Some may question the existence of God in the wake of the coronavirus. A couple of weeks ago, atheist author Richard Dawkins cynically highlighted that coronavirus deaths in the United States greatly increased in the week after Donald Trump’s ‘national day of prayer’. But there is no reason to fear such logic as this. We worship the God who wrote history, who sent his son to die for us, and who is redeeming this fallen world.

I leave you with the words of John Lennox, Oxford University Professor and apologist. Responding to questions about God’s role in COVID-19, he wrote:

“…when we look at the world, we are faced with the kind of mixed picture presented by a ruined cathedral – with all the beauty of the opening of a flower to the sun, and all the ugliness of a coronavirus destroying the human respiratory system. And, just as there is good and evil in creation, and in humanity in general, so there is good and evil in each one of us. We too are part of the problem.”

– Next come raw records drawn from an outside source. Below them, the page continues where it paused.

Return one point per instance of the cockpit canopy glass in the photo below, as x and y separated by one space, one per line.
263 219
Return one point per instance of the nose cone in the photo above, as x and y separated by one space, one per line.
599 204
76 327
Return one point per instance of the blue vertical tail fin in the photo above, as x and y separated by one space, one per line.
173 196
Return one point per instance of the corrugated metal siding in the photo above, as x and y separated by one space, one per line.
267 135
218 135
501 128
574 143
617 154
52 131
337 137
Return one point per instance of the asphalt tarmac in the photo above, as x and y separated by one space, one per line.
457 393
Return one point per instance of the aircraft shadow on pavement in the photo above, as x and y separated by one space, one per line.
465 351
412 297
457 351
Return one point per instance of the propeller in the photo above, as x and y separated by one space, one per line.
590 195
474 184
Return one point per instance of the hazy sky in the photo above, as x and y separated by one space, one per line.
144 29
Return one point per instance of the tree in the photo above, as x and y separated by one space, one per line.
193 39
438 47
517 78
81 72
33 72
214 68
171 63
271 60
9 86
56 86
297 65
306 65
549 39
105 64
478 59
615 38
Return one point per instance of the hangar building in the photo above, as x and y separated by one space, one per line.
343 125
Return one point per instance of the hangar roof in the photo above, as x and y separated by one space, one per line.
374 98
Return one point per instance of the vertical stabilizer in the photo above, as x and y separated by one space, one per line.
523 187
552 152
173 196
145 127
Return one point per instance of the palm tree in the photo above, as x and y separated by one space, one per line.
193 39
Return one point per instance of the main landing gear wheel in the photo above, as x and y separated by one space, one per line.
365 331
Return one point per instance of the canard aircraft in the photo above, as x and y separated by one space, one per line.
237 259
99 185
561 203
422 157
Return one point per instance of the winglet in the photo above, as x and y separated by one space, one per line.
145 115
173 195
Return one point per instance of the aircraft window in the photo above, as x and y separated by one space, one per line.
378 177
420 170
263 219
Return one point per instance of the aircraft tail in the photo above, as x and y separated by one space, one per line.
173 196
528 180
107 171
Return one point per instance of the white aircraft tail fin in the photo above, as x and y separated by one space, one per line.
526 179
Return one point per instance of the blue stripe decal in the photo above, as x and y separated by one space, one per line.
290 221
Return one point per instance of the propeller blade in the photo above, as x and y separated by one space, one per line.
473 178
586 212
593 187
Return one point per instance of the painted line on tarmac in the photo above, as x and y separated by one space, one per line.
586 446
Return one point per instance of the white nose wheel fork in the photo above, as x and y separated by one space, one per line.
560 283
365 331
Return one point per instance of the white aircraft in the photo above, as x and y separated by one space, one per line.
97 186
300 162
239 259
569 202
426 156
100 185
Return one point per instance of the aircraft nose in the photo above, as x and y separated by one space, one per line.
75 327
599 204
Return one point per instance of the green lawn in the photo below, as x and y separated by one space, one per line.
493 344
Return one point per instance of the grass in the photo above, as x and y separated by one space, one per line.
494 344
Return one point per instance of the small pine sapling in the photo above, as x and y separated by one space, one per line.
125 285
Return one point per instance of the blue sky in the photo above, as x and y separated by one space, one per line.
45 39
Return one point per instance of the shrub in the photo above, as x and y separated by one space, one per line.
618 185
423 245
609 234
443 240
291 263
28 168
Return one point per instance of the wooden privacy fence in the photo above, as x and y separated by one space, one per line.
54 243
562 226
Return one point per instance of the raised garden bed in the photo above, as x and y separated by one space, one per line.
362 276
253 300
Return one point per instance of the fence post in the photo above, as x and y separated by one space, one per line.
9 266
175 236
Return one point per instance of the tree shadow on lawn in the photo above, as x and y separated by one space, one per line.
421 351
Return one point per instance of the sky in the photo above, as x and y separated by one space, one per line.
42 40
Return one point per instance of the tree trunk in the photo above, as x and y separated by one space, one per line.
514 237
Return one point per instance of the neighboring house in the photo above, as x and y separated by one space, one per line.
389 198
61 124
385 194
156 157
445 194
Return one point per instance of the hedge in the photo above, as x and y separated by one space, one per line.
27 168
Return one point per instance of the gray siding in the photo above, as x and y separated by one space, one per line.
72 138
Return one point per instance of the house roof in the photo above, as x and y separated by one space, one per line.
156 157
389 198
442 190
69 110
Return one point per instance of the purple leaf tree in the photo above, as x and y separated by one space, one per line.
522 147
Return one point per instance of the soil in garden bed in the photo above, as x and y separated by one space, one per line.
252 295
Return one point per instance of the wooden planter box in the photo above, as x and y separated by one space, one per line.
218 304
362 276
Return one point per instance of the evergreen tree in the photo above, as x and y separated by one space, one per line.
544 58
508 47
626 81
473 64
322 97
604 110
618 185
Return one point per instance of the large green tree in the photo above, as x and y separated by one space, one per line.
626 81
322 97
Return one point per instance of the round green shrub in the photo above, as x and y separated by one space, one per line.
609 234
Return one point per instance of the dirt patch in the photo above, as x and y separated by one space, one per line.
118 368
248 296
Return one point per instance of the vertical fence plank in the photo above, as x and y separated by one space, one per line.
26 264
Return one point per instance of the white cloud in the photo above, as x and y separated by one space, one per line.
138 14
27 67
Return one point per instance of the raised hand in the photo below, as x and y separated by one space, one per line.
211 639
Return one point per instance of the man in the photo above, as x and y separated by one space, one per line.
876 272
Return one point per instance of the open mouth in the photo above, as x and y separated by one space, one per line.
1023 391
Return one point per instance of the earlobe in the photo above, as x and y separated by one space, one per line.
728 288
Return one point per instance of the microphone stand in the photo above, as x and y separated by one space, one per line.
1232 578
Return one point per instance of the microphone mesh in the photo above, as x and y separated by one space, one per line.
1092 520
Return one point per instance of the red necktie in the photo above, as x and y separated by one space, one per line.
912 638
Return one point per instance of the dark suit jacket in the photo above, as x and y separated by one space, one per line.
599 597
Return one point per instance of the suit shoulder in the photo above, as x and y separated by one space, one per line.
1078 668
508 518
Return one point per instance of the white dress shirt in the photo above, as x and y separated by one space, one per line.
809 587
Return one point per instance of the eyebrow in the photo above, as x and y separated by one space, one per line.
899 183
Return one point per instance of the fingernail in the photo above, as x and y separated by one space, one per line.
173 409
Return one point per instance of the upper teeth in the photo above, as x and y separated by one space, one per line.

“[But] Because of the death and resurrection of Jesus, those who repent of (which means ‘turn away from’) their own evil and their own contribution to human pain and suffering – those who trust Jesus as their Lord – receive forgiveness; peace with the personal God who created and upholds the universe; a new life with new powers; and the promise of a world where suffering will be no more. Here Christianity does not compete with any other philosophy or religion – for the simple reason that no one else offers us forgiveness and peace with God that can be known in this life and endures eternally.”